TTT Global Yönetim Kurulu Başkanı Dr. Akın Arslan, depremlere yönelik acil afet planları gibi orman yangınlarını da içeren planlamaları önceden yapmak gerektiğini belirtti. Arslan, “Tabii burada iklim verilerinin yakından takip edilmesi dahil olmak üzere istatistik biliminden de azami istifade etmek önemli” dedi.
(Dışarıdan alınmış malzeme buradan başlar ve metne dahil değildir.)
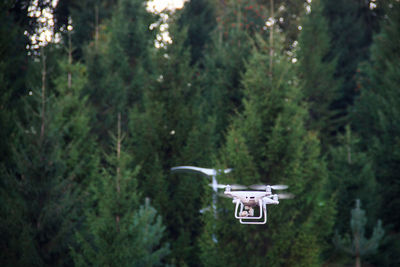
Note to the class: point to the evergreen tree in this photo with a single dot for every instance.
(13, 62)
(351, 25)
(49, 153)
(320, 88)
(161, 130)
(378, 103)
(117, 64)
(118, 232)
(269, 144)
(359, 246)
(199, 18)
(352, 176)
(375, 117)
Büyük ormanlık bölgelerde, yangın anında lojistiğin hayati önem taşıdığını ifade eden Akın, “Büyük ormanlık bölgelere mutlaka yangın durumunda kritik önleme güzergahlarına geçiş sağlayacak yollar planlanmalı ve yapılmalı. Rüzgar vb. verilere de bakarak genişlikler ayarlanmalı. Yangın riski yüksek ormanlık alanlarda gerektiğinde ikmal için kullanma amaçlı büyük boşluklar ormansızlaştırılmalı. Buralara geçiş yolları yapılmalı. Bu boşluklar ormanda yaşayan canlıları için de çok kritik olacak. Su havzalarıyla desteklenmesi önemli” diye konuştu. Yangın bölgelerinde lojistik operasyonların kesintisiz sürmesinin önemini vurgulayan Akın, şunları kaydetti: “Önceden ayrılmış, eğitilmiş, trafik ekipleri kullanılmalı. Birçok ülkede jandarma bu amaçla sorumluluk alıyor. Destek ekipleri için toplanma bölgeleri oluşturulmalı. Çok iyi bir iletişim sistemi ile desteklenmeli. Yangınlarda kamu, gönüllü kuruluşlar ve halktan gelecek desteğin doğru yönlendirilmesi önemli. Burada öncelikler öne çıkacaktır. Yine yangınlara müdahalede çok kritik role sahip uçaklar ve helikopterler ve diğer araçların bilinçli ve koordineli bir şekilde yönlendirilmesi, taleplerin tek yerde toplanması, operasyonun önceliklendirilerek tek elden yönetilmesi gerekiyor.”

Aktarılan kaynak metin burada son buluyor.